Ketika orang itu hendak pamit undur diri, tiba-tiba ia mengingat sesuatu. "Oh iya, Tuan.. Bukannya anda pernah bilang kalau Nona Alsa ingin membeli rumah baru? Lalu di mana alamatnya? Siapa tahu dia ada di sana." Tanyanya.
"Aku tidak tahu alamatnya. Dia tidak pernah bilang alamat rumah tersebut." Jawabnya lesu.
"Cepat cari keberadaanya, bila perlu, kerahkan semua orang untuk membantu mencarinya."
"Baik, Tuan."
"Pergilah! 'kan ku tunggu kabar baik darimu secepatnya."
"Siap, Tuan. Kalo begitu saya pamit undur diri. Permisi!."
"Hm."
Selepas kepergian anak buahnya itu, barulah Elkan kembali lagi ke dalam ruangannya.
Ceklek!!!
Begitu pintu telah terbuka, Elkan langsung di buat tertegun ketika mendapati ruangannya sudah ada banyak sekali orang. Salah satunya adalah orang tuanya.
"Darimana saja kamu, El?." Tanya Pak Herman kepada putranya itu.
Sebisa mungkin, Elkan akan memperlihatkan wajahnya yang santai. Dia tak ingin membuat Papanya tahu kalo sebenernya ia sudah mencurigai Papanya sebagai dalang hilangnya Alsa.
"Aku habis jalan-jalan cari angin di luar, Pa." Jawabnya kemudian.
"Tapi kenapa tak memakai kursi roda? Kata Dokter, kau belum boleh berdiri terlalu lama."
"Aku sudah baik-baik saja, Pa. Jangan khawatir."
Sementara itu, Risma dan Ibu tiri Elkan hanya bisa saling pandang. Di antara mereka berdua tidak ada yang berani ikut menasehati Elkan.
"Sudahlah Pak Herman, mamanya juga anak muda." Ujar Ayah Risma kepada besannya.
Ayah Risma adalah seorang dokter, jadi dia bisa menebak kondisi Elkan. Wajah dan badan laki-laki itu terlihat bugar, jadi tak terlalu masalah.
"Tapi..
"Sudahlah, Pa. Jangan di perpanjang lagi. Lagian juga sudah terlanjur terjadi." Sela Ibu tiri Elkan menenangkan suaminya.

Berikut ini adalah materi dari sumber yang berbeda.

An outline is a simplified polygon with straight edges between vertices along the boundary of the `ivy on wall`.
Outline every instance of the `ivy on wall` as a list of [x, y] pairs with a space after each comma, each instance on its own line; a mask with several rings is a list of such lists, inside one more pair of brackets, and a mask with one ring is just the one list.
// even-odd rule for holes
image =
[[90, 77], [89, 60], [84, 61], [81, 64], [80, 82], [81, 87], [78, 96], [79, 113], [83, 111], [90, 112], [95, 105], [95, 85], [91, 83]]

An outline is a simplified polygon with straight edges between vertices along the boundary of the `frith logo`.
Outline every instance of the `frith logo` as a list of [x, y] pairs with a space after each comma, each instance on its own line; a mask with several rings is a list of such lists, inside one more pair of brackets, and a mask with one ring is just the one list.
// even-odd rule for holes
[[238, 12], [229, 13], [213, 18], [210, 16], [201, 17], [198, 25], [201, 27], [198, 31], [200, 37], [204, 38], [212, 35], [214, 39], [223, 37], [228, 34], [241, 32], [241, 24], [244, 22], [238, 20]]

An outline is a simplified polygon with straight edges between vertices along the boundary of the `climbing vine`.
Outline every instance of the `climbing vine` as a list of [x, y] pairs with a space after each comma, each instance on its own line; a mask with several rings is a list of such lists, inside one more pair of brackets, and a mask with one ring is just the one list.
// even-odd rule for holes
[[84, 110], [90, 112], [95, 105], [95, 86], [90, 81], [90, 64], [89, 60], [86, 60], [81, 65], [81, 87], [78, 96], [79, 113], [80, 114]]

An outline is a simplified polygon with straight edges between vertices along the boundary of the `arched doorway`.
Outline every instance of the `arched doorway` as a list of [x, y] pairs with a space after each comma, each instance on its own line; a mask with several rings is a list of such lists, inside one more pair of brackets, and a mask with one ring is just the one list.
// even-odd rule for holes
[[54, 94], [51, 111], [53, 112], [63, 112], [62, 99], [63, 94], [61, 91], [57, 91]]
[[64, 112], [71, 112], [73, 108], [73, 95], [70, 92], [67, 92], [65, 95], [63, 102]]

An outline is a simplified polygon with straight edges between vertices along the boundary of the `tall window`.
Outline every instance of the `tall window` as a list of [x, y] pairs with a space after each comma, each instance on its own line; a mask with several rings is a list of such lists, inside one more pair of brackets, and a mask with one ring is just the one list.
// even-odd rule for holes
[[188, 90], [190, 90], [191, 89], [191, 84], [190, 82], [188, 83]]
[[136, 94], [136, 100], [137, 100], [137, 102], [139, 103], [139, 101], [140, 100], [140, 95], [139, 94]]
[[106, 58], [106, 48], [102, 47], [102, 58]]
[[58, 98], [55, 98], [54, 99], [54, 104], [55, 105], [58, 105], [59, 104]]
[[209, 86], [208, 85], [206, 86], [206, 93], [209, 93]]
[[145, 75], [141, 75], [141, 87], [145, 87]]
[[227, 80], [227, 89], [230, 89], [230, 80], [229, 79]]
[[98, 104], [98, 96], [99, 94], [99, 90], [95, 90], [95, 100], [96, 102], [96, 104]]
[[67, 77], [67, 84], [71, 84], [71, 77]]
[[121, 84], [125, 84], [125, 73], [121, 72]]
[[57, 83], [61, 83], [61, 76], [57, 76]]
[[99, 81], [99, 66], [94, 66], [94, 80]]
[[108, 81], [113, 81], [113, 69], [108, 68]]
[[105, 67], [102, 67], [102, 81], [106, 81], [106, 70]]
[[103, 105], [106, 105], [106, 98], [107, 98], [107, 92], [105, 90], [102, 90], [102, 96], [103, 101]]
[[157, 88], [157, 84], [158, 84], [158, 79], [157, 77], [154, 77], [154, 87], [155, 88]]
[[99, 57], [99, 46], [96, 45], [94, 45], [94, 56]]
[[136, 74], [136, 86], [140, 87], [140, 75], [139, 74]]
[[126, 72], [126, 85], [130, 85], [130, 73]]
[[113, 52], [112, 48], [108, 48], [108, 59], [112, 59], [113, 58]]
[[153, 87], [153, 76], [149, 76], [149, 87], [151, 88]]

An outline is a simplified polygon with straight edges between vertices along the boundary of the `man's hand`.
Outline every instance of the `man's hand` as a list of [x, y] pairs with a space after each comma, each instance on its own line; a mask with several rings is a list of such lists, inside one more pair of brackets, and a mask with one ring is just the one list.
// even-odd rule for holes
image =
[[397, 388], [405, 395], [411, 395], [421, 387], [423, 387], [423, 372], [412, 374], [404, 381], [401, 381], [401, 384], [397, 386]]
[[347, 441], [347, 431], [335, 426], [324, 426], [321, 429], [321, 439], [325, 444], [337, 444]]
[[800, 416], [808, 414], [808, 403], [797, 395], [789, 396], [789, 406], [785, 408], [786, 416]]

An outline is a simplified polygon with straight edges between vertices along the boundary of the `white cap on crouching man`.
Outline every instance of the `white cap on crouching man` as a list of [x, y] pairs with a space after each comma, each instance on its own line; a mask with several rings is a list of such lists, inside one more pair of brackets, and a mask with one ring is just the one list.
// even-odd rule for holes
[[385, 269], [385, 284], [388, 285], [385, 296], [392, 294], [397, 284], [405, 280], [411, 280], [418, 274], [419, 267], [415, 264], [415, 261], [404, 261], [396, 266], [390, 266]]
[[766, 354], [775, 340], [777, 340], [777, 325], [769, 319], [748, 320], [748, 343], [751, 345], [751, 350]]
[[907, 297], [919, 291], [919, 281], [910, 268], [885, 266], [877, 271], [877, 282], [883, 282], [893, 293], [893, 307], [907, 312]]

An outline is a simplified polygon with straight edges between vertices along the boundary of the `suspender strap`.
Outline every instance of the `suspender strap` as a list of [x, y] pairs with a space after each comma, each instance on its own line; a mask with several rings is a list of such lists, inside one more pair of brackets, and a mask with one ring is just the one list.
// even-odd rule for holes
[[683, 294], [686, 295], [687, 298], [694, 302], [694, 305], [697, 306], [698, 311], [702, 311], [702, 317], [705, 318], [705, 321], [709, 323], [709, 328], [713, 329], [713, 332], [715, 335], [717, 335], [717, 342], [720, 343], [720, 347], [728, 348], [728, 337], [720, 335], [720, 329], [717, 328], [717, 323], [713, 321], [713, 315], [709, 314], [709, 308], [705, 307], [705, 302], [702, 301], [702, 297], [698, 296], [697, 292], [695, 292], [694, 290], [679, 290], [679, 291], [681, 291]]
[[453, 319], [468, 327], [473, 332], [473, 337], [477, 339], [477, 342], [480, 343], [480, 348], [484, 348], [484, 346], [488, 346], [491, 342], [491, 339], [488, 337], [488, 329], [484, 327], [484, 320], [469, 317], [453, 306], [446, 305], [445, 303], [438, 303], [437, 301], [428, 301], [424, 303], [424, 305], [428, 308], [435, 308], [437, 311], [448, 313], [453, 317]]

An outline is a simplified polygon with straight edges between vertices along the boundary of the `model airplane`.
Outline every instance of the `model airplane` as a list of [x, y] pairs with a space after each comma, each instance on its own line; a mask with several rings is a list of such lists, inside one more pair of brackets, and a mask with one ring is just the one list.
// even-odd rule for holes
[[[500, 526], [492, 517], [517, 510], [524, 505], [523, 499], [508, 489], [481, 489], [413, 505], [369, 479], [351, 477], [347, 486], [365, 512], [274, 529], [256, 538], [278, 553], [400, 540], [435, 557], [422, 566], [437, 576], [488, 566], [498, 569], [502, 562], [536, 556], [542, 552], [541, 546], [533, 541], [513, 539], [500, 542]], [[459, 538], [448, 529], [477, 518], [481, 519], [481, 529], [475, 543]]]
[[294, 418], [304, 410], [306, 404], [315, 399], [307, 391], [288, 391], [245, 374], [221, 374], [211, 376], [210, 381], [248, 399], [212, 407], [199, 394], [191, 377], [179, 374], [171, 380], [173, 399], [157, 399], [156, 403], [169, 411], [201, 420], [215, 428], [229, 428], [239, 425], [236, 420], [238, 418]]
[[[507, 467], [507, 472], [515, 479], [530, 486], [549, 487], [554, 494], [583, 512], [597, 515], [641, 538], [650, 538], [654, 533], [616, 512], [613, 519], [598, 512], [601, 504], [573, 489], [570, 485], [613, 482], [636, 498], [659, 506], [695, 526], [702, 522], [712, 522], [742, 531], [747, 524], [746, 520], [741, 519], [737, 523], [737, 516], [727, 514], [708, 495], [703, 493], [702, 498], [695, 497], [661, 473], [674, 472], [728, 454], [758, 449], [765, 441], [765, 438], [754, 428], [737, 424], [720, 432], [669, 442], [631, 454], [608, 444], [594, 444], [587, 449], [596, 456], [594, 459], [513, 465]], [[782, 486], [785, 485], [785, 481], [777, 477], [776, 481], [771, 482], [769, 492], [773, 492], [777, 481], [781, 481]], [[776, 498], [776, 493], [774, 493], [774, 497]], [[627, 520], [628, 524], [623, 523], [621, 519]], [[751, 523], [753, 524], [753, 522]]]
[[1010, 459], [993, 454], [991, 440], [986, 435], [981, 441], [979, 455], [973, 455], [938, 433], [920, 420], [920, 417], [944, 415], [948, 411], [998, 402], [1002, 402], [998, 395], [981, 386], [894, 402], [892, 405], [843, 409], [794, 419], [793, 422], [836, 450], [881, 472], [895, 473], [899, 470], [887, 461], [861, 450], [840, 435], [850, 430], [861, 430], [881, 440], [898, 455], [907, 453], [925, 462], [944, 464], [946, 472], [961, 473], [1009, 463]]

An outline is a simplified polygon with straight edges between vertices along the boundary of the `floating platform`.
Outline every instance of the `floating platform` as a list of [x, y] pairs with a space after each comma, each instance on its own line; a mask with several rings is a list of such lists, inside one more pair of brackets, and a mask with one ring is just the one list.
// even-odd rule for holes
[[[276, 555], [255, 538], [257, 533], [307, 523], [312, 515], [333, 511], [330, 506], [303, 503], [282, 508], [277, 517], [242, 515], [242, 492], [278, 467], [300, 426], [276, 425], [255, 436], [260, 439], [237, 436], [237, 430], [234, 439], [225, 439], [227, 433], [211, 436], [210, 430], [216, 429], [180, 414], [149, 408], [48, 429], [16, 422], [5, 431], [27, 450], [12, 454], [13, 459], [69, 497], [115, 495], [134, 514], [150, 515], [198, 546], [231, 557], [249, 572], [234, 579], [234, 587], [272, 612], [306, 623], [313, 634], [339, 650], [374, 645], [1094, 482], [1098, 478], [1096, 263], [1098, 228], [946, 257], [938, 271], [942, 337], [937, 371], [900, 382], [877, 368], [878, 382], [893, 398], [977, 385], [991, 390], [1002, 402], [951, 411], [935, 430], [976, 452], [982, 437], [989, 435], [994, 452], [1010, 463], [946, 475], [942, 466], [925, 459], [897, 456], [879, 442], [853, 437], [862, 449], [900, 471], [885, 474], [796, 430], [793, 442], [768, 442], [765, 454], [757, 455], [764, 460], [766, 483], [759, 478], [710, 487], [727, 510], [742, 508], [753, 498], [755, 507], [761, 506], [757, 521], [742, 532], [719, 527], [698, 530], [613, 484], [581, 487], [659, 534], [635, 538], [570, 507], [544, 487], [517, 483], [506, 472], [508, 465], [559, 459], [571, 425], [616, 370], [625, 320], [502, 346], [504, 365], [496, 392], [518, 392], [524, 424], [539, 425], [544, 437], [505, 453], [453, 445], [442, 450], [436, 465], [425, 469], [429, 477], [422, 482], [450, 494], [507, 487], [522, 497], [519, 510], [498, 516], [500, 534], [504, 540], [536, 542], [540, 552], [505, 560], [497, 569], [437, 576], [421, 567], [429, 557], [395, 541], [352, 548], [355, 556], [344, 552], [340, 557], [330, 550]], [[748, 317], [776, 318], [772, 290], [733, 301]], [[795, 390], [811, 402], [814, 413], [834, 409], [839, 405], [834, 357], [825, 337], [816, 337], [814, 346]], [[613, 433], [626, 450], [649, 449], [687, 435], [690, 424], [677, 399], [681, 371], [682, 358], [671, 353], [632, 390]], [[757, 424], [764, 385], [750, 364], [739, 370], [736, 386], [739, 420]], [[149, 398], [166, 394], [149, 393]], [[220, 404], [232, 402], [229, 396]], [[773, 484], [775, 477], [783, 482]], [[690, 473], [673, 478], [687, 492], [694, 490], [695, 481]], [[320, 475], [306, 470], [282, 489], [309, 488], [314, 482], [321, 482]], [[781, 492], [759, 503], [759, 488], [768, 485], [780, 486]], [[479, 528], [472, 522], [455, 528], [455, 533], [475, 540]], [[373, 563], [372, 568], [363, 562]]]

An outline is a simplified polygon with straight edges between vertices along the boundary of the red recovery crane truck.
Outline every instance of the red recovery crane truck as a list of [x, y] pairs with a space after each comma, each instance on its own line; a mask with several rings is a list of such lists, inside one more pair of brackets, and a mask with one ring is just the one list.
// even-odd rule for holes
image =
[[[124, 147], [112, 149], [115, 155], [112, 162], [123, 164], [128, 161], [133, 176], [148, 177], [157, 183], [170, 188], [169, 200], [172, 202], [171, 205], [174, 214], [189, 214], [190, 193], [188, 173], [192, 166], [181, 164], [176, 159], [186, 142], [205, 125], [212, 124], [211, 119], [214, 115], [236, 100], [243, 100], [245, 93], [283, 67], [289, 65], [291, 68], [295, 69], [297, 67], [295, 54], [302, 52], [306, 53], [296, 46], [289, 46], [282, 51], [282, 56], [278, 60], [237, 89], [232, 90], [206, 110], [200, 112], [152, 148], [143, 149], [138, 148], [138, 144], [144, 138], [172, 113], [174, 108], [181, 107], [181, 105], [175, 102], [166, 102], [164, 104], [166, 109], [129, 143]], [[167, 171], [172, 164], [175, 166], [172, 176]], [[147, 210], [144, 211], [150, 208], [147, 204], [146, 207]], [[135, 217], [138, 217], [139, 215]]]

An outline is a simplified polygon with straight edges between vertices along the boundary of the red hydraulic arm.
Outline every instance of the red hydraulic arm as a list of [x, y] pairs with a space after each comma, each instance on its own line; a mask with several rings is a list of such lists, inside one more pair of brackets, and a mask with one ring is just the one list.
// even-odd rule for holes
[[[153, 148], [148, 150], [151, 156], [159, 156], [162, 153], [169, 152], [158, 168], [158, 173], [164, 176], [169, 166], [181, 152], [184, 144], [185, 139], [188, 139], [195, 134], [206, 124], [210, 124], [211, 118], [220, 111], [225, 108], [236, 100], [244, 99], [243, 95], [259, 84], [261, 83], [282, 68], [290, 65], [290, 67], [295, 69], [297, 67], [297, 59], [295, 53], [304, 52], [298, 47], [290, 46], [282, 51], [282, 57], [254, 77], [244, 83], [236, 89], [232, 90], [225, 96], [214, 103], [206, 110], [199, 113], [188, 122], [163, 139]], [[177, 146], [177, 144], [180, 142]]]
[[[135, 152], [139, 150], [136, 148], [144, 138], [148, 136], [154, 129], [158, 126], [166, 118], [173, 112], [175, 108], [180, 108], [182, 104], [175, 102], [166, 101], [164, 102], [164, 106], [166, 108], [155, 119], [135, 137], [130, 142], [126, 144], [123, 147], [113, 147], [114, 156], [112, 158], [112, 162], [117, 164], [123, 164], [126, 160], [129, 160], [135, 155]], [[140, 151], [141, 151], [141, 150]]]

Elkan berlalu ke arah ranjangnya, dan tanpa memperdulikan orang-orang tersebut, Pria itu berbaring di atas ranjang tersebut.
"Jangan tidur, El. Papa ingin bicara denganmu." Ucap Ayah Herman.
"Besok saja, Pa. Aku capek, ingin tidur."
"Elkan!."
Hilang sudah kesabaran Ayah Herman, karena semakin hari, Elkan semakin berani membantahnya.
"Setidaknya bersikaplah sopan kepada calon mertua-mu."
Elkan tak merespon lagi perkataan Ayah-nya. Justru ia malah membaringkan tubuhnya memunggungi mereka semua, dan kemudian menutupi telinganya menggunakan bantal.
"Dasar anak itu!."
Ayah Elkan hendak menarik bantal tersebut, tetapi istrinya lekas menahannya. "Sudahlah, Pa. Biarkan dia istirahat lebih dulu." Ujarnya.
.
.
.
Di tempat lain, Alsa akhirnya bisa bernapas lega setelah selesai memindahkan dan menyusun barang-barangnya di rumah barunya.
"Kamu lapar enggak, Mel?." Tanya Alsa dengan nafas ngos-ngosan dan peluh yang membanjiri keningnya. Pindahan rumah ternyata cukup melelahkan.
"Mayan lapar nih.. ingin order makanan, tapi di sini belum ada gofood." Keluh Meldi.
"Makan mie instan dulu, mau enggak? Nanti aku masakin yang spesial untukmu." Tawar Alsa.
"Boleh.. boleh.. Kayaknya seger makan mie berkuah di siang bolong begini." Jawabnya. antusias.
"Oke! Kamu tunggu di sini dulu, ya? Aku mau beli mie instan dulu di warung."
"Memangnya kamu sudah tahu di mana tempat warung berada?." Tanya Meldi.
"Sudah. Sebelum masuk gang rumah ini, tadi ada warung sembako."
"Oh.. ya sudah.."
Meldi kembali membaringkan tubuhnya di atas kursi bambu sambil memejamkan kedua matanya. Tubuhnya terasa lelah sekali setelah membantu Alsa pindahan.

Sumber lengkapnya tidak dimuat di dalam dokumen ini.